Dan Rather's "rank-and-file Americans" are asking these questions only because the media can't stop focusing on them. Rumsfeld should have dismissed the whole Vietnam analogy as ridiculous, because:

1. We lost 58,000 American soldiers in Vietnam. Our casualties in Iraq now aren't on the same planet as the losses in that war.

2. We didn't liberate Vietnam from communist dictatorship and then have trouble reorganizing it along peaceful and democratic lines. If we were in Month Six and still struggling to depose Saddam Hussein -- while losing thousands of lives in the process -- the comparison would be more realistic...

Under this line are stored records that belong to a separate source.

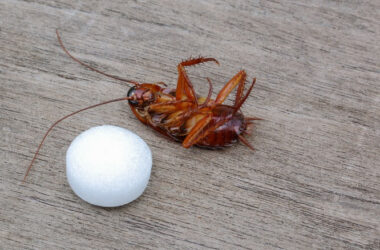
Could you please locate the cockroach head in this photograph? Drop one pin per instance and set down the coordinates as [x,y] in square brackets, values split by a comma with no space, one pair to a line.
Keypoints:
[139,96]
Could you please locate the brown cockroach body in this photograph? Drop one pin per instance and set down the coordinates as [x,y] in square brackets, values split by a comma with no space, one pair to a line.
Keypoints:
[179,113]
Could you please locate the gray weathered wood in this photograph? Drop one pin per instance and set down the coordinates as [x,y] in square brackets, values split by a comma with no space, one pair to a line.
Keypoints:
[313,182]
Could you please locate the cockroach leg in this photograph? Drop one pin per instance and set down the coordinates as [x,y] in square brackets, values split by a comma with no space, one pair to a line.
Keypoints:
[185,89]
[238,106]
[206,102]
[238,79]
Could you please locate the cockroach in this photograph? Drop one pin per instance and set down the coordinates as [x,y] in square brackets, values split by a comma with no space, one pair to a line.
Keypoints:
[180,114]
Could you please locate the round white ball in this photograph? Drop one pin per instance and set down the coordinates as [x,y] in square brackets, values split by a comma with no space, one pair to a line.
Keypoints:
[108,166]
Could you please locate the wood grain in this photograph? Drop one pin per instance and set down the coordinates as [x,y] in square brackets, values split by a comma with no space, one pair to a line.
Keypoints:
[312,183]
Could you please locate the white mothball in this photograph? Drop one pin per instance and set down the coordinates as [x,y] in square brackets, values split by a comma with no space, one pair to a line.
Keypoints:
[108,166]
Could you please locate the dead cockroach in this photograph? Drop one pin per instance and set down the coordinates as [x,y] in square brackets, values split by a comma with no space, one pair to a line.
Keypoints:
[179,113]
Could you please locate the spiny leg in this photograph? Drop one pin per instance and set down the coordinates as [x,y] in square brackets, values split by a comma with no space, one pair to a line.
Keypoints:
[237,106]
[208,98]
[238,79]
[185,89]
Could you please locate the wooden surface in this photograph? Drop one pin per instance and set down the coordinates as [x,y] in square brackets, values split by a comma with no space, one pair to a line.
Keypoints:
[313,182]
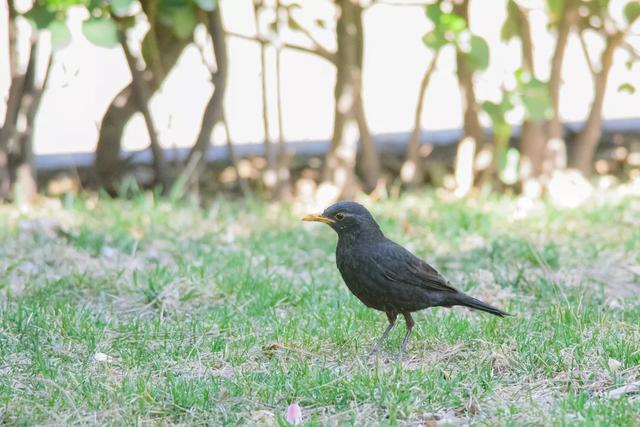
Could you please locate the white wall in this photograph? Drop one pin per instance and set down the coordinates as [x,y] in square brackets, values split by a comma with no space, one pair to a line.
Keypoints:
[85,78]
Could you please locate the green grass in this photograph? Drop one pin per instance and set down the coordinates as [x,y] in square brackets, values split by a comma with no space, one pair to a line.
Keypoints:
[224,315]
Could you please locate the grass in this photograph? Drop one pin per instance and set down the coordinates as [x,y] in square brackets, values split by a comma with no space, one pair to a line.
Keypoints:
[144,311]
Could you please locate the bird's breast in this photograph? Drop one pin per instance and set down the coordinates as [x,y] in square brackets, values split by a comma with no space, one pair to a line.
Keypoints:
[356,275]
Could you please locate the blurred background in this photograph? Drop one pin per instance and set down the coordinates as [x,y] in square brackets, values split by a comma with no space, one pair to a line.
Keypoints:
[318,99]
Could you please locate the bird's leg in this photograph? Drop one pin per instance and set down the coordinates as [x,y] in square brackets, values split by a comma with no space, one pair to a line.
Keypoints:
[392,321]
[410,323]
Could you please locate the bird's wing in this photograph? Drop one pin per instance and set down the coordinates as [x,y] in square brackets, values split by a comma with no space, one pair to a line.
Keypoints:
[399,265]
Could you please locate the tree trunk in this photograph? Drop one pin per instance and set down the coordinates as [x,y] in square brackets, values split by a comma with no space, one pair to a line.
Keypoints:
[13,103]
[411,172]
[533,138]
[586,142]
[25,171]
[213,110]
[368,162]
[270,176]
[473,133]
[123,106]
[349,118]
[17,171]
[565,25]
[141,96]
[471,122]
[283,188]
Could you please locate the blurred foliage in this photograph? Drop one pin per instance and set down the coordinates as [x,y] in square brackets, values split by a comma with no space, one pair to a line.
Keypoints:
[107,22]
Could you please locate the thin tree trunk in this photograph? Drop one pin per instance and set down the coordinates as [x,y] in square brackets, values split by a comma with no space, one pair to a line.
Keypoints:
[565,25]
[474,138]
[13,102]
[213,110]
[233,157]
[533,139]
[339,164]
[270,180]
[411,172]
[369,160]
[141,96]
[108,163]
[349,117]
[25,172]
[587,140]
[471,122]
[283,189]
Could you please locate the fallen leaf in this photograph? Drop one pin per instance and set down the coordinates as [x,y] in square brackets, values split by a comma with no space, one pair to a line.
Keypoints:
[621,391]
[294,414]
[102,358]
[614,365]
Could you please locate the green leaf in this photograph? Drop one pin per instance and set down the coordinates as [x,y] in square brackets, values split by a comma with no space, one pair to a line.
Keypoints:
[94,4]
[434,40]
[183,22]
[120,7]
[40,16]
[60,35]
[632,11]
[627,87]
[451,22]
[510,28]
[433,12]
[508,164]
[536,101]
[555,8]
[477,58]
[207,5]
[102,32]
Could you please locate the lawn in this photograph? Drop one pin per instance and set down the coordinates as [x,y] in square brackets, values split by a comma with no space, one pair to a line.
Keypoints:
[148,311]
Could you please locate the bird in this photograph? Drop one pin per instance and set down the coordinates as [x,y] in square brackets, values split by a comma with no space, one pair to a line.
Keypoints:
[384,275]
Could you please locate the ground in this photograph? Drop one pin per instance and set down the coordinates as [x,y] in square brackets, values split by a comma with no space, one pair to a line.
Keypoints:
[148,311]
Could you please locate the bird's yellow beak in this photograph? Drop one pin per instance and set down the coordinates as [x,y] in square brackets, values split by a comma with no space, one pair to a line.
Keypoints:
[318,218]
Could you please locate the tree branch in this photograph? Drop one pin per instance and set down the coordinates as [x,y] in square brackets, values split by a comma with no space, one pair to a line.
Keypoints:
[587,56]
[317,45]
[141,94]
[329,56]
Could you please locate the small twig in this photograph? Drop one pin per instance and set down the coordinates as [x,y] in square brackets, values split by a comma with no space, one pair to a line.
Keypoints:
[307,33]
[587,56]
[329,56]
[632,50]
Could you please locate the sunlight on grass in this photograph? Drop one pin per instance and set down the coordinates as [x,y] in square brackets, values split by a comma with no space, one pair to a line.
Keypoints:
[146,311]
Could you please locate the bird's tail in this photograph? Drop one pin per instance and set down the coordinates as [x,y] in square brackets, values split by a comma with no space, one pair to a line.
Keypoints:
[471,302]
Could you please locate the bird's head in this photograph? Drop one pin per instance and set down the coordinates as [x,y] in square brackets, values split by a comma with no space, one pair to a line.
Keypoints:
[347,218]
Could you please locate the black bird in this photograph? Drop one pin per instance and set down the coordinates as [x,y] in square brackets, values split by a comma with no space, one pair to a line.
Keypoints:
[384,275]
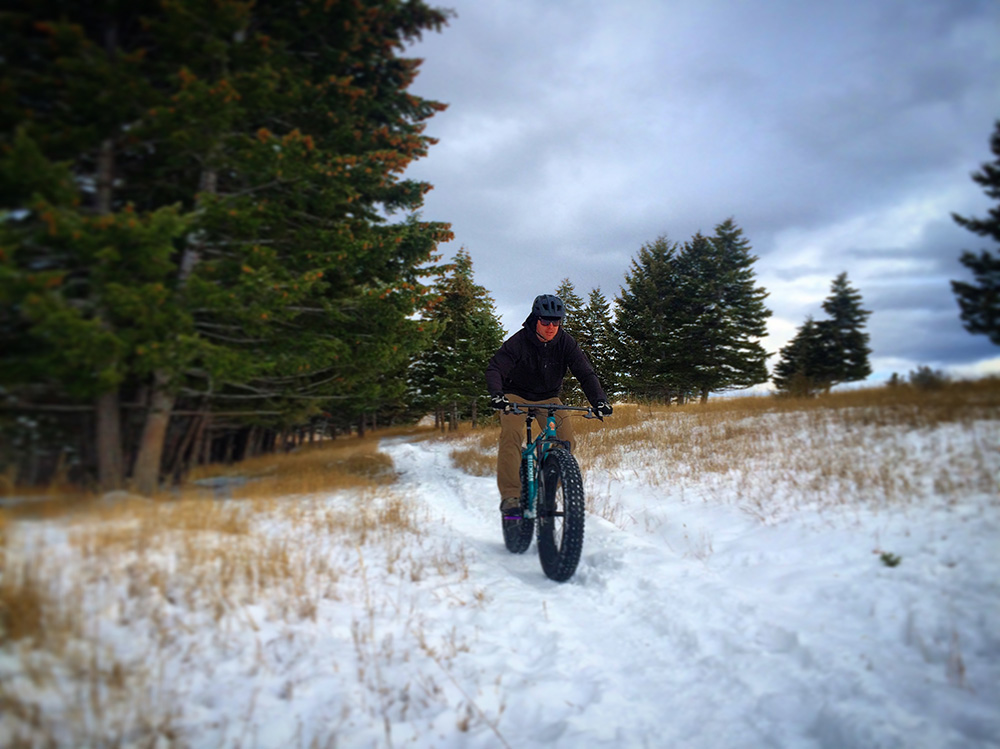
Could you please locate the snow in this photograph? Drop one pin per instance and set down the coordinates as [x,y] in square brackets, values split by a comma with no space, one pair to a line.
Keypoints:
[705,615]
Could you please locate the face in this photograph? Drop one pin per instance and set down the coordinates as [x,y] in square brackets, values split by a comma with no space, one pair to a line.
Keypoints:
[546,332]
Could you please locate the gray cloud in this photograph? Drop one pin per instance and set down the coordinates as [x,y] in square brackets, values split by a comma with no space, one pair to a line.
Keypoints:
[840,136]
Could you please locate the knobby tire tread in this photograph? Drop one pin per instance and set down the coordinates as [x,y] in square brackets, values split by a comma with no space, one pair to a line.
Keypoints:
[561,478]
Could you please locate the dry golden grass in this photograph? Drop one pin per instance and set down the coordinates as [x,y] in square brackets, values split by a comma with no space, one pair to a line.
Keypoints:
[136,563]
[345,463]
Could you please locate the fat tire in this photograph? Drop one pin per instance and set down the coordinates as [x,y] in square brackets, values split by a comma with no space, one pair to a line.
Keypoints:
[560,537]
[517,537]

The only Vietnam analogy that works is the comparison in press coverage. As in Vietnam, the press is eager to discredit American military action, to discourage American support at home for military action, to disintegrate the noble cause of the fight, and to bury any victory under a tidal wave of gloom.

Last week, when he wasn't hammering Rumsfeld, Dan Rather was highlighting an interview with American-killing terrorists inside Iraq. They told Rather from scarf-covered faces that they hated Saddam, but now they hated Americans more. It's good and useful to know the enemy. What's so discouraging about Rather's treatment is that our sworn enemies are respectfully taken at their word and granted less cynicism about their motives than our own leaders in America.